Figure 12: Quantification of photomicrograph cellularity and morphological change. Increasing concentrations of Pioglitazone 30 μM or above significantly reduces cellularity and astrocytic process formation in U87MG (a) but not in U251MG (b) Glioma stem cell neurosphere formation (cellularity) reduces significantly with a concentration of 100 μM of Pioglitazone (c) however, the average area of neurospheres reduces but does not change significantly in these conditions. For all experiments n = 3.
Figure 13: (a) Representative blots showing Akt, p-Akt, GSK-3β and p-GSK-3α/β and β-actin expression in U87 glioma cells treated with increasing concentrations of pioglitazone for 72 hours. (b) Representative blots showing Akt, p-Akt, p-GSK-3β and β-actin expression in U251MG glioma cells treated with increasing concentrations of pioglitazone for 48 hours.
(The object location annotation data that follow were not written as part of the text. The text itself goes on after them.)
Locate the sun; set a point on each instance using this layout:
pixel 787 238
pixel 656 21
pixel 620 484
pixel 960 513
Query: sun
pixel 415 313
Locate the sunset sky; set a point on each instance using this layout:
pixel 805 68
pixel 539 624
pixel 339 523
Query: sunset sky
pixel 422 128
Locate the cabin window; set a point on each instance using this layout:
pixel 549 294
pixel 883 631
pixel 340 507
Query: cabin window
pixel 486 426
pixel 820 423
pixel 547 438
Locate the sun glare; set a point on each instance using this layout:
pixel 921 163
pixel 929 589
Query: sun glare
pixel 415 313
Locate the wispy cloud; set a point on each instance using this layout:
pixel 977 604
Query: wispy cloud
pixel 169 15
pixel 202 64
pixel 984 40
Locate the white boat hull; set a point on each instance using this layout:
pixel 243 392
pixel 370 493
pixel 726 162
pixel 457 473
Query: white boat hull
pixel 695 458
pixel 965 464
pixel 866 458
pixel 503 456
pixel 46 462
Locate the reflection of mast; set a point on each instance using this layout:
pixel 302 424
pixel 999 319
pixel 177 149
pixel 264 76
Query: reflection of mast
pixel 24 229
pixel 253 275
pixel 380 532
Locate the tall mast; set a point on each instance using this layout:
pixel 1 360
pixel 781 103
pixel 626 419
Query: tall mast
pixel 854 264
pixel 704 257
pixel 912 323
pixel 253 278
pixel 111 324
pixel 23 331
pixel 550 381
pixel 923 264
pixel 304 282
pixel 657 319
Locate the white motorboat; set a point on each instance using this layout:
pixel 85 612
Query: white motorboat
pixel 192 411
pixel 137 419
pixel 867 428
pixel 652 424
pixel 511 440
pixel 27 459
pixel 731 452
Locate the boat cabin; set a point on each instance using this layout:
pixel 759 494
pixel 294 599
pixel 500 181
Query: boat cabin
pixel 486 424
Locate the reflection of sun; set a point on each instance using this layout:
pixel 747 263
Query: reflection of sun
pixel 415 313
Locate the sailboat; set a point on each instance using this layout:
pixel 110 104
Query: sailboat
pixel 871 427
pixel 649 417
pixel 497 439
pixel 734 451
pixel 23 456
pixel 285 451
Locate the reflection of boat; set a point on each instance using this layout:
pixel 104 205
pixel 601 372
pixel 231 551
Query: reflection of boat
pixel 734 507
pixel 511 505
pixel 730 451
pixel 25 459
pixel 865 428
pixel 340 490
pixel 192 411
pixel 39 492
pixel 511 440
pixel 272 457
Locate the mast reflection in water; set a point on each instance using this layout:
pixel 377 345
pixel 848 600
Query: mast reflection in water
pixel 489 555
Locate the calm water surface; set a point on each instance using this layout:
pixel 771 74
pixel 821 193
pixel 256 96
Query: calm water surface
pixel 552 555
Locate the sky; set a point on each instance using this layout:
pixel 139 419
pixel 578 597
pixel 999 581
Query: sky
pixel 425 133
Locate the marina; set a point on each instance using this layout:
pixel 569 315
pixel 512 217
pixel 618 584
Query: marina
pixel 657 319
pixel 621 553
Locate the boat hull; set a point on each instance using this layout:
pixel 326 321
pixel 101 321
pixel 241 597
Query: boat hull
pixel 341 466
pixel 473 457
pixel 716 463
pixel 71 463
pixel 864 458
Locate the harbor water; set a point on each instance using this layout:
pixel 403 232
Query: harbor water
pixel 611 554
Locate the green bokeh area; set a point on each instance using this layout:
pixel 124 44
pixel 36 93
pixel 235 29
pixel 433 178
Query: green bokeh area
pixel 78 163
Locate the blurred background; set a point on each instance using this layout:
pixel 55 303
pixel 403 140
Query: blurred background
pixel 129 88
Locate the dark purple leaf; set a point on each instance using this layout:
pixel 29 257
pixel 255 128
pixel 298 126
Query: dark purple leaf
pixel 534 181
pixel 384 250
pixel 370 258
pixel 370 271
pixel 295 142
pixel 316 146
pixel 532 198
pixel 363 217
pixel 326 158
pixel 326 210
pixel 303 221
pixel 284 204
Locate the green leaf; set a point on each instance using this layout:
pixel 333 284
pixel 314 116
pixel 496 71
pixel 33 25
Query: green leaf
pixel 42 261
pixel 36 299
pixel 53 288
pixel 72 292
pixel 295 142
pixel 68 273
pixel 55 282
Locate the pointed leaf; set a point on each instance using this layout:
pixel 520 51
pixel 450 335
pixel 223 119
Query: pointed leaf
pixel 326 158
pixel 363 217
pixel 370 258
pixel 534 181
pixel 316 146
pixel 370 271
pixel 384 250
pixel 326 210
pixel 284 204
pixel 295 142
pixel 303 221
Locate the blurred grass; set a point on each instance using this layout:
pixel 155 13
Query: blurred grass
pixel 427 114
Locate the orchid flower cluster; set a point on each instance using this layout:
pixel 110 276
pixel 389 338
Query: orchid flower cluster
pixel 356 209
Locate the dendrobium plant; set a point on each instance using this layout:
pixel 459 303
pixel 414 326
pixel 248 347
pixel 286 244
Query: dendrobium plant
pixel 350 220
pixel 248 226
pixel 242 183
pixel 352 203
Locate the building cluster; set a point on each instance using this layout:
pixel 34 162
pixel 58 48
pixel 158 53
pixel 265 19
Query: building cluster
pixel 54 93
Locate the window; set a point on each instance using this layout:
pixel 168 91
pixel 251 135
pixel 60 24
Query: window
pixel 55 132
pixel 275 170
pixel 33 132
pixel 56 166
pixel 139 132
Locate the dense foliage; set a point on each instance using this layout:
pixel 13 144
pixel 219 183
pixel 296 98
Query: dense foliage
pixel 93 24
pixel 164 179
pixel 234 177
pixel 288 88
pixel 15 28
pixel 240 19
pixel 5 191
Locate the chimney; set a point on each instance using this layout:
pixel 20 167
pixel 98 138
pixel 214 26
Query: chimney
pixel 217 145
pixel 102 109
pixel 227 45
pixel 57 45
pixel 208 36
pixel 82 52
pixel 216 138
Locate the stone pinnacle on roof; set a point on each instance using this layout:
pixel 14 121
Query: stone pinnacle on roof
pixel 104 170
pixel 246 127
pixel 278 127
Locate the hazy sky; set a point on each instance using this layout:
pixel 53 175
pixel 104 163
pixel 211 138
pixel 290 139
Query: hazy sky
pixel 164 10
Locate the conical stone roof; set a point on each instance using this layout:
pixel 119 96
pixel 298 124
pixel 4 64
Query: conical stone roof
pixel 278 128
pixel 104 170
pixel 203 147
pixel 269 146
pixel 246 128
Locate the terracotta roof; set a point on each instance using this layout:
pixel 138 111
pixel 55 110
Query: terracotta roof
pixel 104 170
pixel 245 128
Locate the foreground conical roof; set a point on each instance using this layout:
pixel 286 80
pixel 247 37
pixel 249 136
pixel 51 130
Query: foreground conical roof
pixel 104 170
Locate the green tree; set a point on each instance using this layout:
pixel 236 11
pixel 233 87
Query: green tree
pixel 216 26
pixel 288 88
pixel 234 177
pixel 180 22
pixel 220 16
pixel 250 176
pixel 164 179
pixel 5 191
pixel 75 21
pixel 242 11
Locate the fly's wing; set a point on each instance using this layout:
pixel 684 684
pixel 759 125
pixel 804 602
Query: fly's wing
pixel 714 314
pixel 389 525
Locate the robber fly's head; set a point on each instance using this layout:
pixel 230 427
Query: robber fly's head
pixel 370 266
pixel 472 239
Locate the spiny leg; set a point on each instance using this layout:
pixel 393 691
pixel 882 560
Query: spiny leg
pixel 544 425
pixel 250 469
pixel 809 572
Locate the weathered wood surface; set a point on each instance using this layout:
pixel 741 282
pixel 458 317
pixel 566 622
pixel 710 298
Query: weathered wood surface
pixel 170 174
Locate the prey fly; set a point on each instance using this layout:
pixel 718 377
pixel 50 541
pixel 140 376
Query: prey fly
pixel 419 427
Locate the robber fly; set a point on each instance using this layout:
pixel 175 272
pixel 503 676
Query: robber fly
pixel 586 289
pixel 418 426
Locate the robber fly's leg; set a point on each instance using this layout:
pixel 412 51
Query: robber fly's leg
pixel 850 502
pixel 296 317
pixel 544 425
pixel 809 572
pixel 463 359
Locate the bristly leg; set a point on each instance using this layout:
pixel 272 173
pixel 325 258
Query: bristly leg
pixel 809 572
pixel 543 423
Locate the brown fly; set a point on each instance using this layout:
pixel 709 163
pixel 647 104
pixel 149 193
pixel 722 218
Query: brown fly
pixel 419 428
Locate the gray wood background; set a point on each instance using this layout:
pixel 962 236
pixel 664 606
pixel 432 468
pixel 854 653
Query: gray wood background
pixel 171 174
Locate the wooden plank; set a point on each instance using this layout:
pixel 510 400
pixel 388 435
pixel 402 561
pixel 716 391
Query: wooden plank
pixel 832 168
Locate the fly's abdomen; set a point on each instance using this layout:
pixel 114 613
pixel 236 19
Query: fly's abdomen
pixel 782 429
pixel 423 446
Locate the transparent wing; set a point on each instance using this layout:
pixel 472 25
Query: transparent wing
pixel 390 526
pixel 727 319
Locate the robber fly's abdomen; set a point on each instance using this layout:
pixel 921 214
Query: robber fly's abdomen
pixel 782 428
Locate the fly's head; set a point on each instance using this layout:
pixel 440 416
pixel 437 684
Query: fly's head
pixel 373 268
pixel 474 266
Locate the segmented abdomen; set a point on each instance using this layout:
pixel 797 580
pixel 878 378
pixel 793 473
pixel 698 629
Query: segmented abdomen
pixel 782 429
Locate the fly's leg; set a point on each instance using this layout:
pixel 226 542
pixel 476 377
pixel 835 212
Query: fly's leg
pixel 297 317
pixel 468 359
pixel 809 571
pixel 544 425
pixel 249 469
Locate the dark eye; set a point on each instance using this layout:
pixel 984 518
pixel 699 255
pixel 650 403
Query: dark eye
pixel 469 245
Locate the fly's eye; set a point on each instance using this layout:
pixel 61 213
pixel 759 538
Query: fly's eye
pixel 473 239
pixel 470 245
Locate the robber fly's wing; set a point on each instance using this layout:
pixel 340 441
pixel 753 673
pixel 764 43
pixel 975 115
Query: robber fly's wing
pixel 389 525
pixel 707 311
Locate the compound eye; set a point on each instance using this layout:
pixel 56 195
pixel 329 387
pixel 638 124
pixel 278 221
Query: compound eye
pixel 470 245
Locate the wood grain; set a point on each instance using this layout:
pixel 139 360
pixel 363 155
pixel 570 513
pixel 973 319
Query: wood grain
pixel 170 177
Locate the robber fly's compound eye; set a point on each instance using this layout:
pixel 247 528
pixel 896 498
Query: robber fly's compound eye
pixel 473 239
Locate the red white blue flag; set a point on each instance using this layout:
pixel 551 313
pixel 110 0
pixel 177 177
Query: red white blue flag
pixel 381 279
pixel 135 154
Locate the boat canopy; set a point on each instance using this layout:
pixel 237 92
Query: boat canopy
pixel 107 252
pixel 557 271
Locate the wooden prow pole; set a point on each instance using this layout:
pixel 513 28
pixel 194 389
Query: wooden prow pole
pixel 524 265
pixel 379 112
Our study provides evidence that the PPARγ agonist pioglitazone increases the functional expression of the glutamate transporter EAAT2 in glioma cells. This represents a potential novel mechanism for treatment of glioma associated seizures, whereby excess extracellular glutamate is transported back into glioma cells and also by normal astrocytes at the peritumoural edge. This is a potentially therapeutic approach by preventing glutamate mediated seizures and excitotoxic damage. In light of the findings by Romera and colleagues that PPARγ agonists increase astrocytic EAAT2 and subsequently reduce extracellular glutamate, which we show that PPARγ-mediated EAAT2 modulation is also applicable to glioma cells.  We did not carry out a glutamate uptake assay, which would be important to confirm true functional upregulation.  However, cell viability was not significantly reduced at the effective concentration of 30 μM of pioglitazone in U251MG glioma cells reported here, providing a surrogate for EAAT2 function. Whether pioglitazone also affects glutamate release, glutamate uptake or both requires further investigation.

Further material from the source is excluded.